Is this the best way to implement delta time? I think not, due to the fact the computer can go nuts and all we do is divide each animation step and because we need to hunt down every step and times it by the scalar. Not a very nice DSL, as it were.
So what is the best way to implement delta time?
Below is one way that I do not really get but may be a better way to implement delta time.

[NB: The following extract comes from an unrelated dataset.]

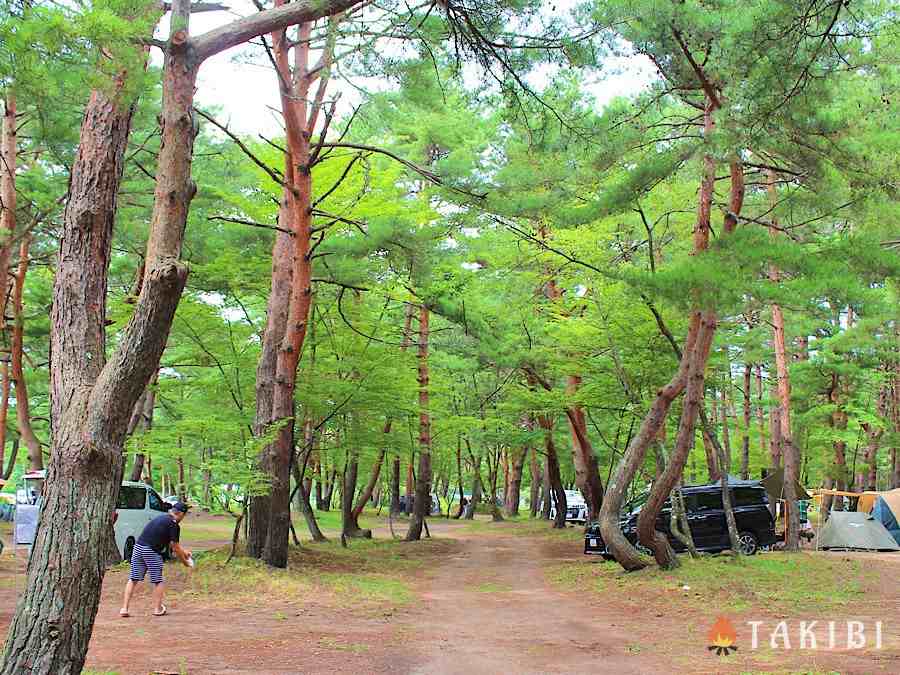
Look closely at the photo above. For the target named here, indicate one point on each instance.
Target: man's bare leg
(126, 601)
(158, 590)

Could someone explain please?
// Globals
INV_MAX_FPS = 1 / 60;
frameDelta = 0;
clock = new THREE.Clock();
// In the animation loop (the requestAnimationFrame callback)…
frameDelta += clock.getDelta(); // API: "Get the seconds passed since the last call to this method."

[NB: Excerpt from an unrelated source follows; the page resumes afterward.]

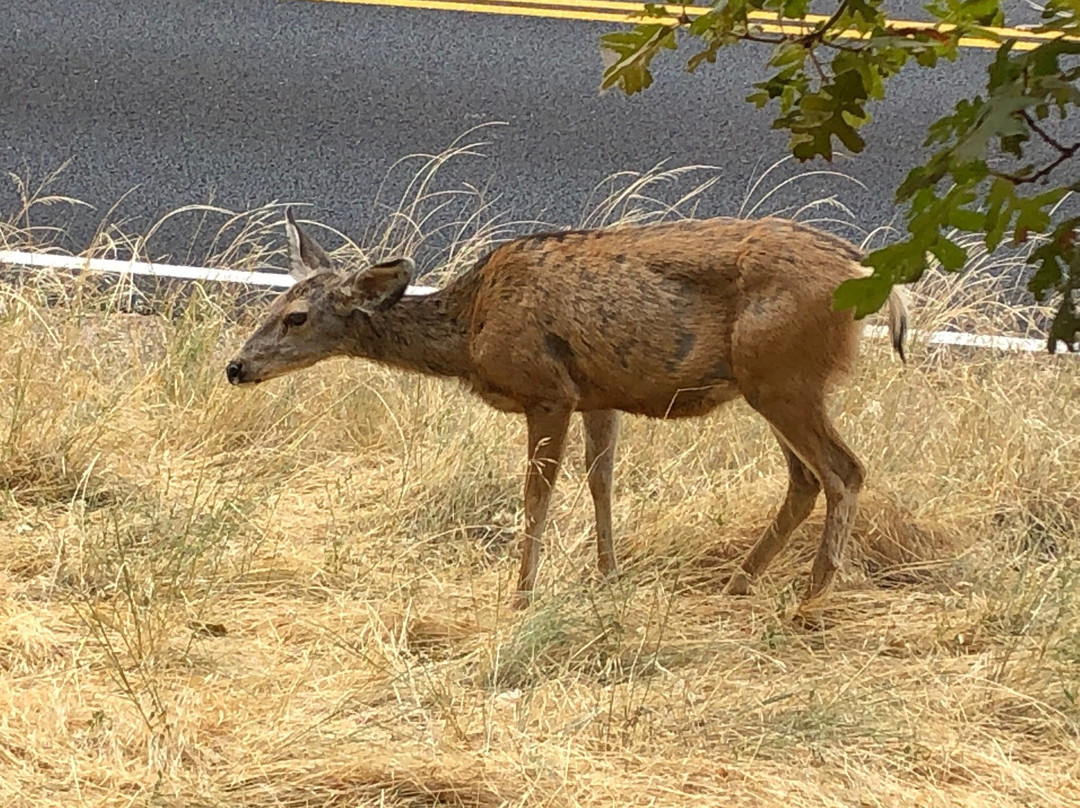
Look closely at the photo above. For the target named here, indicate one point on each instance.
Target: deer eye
(295, 319)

while (frameDelta >= INV_MAX_FPS) {
update(INV_MAX_FPS); // calculate physics
frameDelta -= INV_MAX_FPS;
}
How I think this works:
Firstly we set INV_MAX_FPS to 0.01666666666 How we will use this number number does not jump out at me. We then intialize a frameDelta which stores how long the last loop took to run.
Come the first loop frameDelta is not greater than INV_MAX_FPS so the loop is not run (0 = 0.01666666666). So nothing happens.
Now I really don't know what would cause this to happen, but let's pretend that the loop we just went through took 2 seconds to complete:
We set frameDelta to 2:
frameDelta += clock.getDelta();
frameDelta += 2.00
Now we run an animation thanks to update(0.01666666666). Again what is relevance of 0.01666666666?? And then we take away 0.01666666666 from the frameDelta:
frameDelta -= INV_MAX_FPS;
frameDelta = frameDelta - INV_MAX_FPS;
frameDelta = 2 - 0.01666666666
frameDelta = 1.98333333334
So let's go into the second loop. Let's say it took 2(? Why not 2? Or 12? I am a bit confused):
frameDelta += clock.getDelta();
frameDelta = frameDelta + clock.getDelta();
frameDelta = 1.98333333334 + 2
frameDelta = 3.98333333334
This time we enter the while loop because 3.98333333334 = 0.01666666666
We run update
We take away 0.01666666666 from frameDelta again:
frameDelta -= INV_MAX_FPS;
frameDelta = frameDelta - INV_MAX_FPS;
frameDelta = 3.98333333334 - 0.01666666666
frameDelta = 3.96666666668
Now let's pretend the loop is super quick and runs in just 0.1 seconds and continues to do this. (Because the computer isn't busy any more). Basically, the update function will be run, and every loop we take away 0.01666666666 from the frameDelta untill the frameDelta is less than 0.01666666666.
And then nothing happens until the computer runs slowly again? Could someone shed some light please? Does the update() update the scalar or something like that and we still have to times everything by the scalar like in the first example?